The figure at the top of this page shows a single frame observed in the engineering phase of K2 on the left and, on the right, the optimized model for the same frame. The code lives (and is being actively developed) on GitHub dfm/kpsf and the K2 data can be downloaded from MAST using Python and the git version of kplr.
The Model — The model that I implemented at the hack week has the following parameters:
- the position of the star as a function of time (it currently only fits for a single star… a bad limitation!),
- the brightness of the star as a function of time,
- a spatially constant background level as a function of time,
- a PSF model that is fixed in time (currently a free mixture of three non-concentric Gaussians; with 15 parameters), and
- the response or flat field in each pixel (constant in time).
That is a lot of parameters and, to make matters worse, I found that it was useful to integrate the sub-exposure motion of the star when generating the model for a specific image. This means that I'm actually constraining the position of the star on much shorter time scales than the cadence of Kepler. For the time series associated with the image at the top of this page, we need to fit for about ten thousand parameters. This is a hard problem so I fired up a software package that I'd been wanting to use for a while: Ceres.

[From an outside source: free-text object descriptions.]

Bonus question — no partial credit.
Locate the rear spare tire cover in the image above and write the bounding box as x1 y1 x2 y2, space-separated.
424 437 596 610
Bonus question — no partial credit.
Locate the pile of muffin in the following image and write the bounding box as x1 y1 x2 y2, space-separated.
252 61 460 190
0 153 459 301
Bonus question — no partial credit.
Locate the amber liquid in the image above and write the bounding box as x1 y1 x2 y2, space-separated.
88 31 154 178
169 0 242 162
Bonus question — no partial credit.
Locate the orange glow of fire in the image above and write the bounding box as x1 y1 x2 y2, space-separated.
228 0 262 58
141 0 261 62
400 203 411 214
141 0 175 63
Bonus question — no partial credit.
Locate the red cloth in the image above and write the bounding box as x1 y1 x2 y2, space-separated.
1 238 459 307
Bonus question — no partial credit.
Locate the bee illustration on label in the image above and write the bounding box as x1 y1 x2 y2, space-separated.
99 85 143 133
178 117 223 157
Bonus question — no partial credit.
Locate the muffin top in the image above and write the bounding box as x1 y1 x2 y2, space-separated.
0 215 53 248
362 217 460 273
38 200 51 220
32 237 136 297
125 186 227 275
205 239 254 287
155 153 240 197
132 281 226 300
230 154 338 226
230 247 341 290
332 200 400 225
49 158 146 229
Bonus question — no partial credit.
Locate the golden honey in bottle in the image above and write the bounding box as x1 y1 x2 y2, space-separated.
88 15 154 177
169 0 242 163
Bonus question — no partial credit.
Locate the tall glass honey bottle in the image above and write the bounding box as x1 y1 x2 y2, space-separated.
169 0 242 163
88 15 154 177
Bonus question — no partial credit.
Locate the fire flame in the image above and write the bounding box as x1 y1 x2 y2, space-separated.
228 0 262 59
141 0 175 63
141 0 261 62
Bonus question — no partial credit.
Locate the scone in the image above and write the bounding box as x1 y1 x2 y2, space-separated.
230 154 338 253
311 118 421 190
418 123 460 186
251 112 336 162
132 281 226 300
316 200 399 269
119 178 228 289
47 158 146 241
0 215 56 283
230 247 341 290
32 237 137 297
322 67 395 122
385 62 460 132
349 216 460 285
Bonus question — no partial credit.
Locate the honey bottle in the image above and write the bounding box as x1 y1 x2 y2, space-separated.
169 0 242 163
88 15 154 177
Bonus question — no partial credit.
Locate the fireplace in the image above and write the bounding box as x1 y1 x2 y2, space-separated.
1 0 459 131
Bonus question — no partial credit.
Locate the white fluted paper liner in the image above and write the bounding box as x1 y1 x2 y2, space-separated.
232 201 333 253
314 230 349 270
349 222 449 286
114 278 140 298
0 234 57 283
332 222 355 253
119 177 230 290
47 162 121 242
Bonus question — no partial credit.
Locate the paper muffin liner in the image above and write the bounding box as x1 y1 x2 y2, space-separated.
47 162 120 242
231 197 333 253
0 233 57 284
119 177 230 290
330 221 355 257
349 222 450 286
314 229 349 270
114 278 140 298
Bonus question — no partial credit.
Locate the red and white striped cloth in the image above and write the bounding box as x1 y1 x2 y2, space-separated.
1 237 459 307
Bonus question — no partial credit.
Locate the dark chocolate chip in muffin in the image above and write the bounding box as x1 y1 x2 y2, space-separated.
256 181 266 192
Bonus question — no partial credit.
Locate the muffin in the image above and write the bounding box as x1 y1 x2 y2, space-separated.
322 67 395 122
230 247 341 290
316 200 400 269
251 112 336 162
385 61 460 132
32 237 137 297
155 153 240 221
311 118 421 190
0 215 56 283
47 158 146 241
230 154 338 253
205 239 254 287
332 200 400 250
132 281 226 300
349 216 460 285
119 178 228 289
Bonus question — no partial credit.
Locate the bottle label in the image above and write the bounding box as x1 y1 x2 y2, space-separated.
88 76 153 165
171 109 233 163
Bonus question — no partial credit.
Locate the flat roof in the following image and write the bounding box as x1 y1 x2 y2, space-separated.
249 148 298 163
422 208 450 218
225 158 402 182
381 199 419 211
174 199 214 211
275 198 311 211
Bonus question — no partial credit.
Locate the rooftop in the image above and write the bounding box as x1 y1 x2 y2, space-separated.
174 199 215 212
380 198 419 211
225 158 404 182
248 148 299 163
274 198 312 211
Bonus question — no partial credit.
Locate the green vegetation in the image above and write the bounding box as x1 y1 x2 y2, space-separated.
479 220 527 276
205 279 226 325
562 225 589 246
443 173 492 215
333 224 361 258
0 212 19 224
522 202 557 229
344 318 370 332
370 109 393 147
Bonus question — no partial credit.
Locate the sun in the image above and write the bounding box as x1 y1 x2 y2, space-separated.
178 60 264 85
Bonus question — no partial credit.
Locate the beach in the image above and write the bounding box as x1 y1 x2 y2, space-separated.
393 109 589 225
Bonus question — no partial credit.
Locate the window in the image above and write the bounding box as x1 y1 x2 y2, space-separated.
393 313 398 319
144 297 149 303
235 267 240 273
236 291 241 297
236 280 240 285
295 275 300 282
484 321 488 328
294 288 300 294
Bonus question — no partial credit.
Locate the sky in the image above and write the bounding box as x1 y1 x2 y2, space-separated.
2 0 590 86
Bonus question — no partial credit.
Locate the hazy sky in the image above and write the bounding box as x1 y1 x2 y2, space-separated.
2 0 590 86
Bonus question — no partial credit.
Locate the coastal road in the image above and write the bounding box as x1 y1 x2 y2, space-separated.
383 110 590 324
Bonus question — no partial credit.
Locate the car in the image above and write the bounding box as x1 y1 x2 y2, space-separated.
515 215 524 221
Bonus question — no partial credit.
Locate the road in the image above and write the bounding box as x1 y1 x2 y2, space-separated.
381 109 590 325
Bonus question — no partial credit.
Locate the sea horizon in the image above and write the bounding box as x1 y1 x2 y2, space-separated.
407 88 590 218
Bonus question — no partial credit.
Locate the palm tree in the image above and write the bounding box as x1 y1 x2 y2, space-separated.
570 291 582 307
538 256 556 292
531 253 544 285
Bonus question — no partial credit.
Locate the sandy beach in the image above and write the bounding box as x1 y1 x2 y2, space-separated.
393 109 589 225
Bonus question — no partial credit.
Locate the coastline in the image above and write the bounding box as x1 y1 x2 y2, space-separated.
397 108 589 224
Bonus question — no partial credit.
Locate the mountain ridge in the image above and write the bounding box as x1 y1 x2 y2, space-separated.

The Technology — Ceres Solver is an open source C++ library for solving (big) non-linear least squares problems. This is good because it is designed to work on problems of the scale that we're hitting here but it's bad because I don't have much experience using C++. As far as I can tell, there are two reasons why Ceres can work on our problem:
- it uses "auto diff" to efficiently compute the gradients of the objective function (or residuals between the model and observed images) at compile time, and
- it automatically discovers the sparsity in the problem (many of the parameters only affect the predictions at a single time or in a single pixel) and exploits this structure using sparse linear algebra.
Both of these features would be very hard to implement robustly from scratch but they also tie the code base very tightly to the specific choice of language so I had to struggle through some C++. After some work and after some conversations with Hogg where we discovered some "thinkos" in my original formulation, I got a working prototype and the codebase has fewer than 300 lines of code!
The Results — At this point, the results aren't particularly impressive; the photometry is much more precise than the naive aperture photometry used during the original Kepler mission but it isn't (yet) obviously better than existing data-driven methods. That being said, now that I have a better grasp on how to use this powerful technology, I now have lots of ideas for where to go with this project!
This was only possible because the hack week provided time for me to work on a "hack" that is important but only peripherally related to my PhD thesis project. This, alone, would have made the week worthwhile for me but this was only a small part of what was so great about this workshop. The most benefit came from being in the same room with such an eclectic group of researchers and discussing the many projects that will be hitting these pages over the next weeks and the others that might have been forgotten after too much Scotch.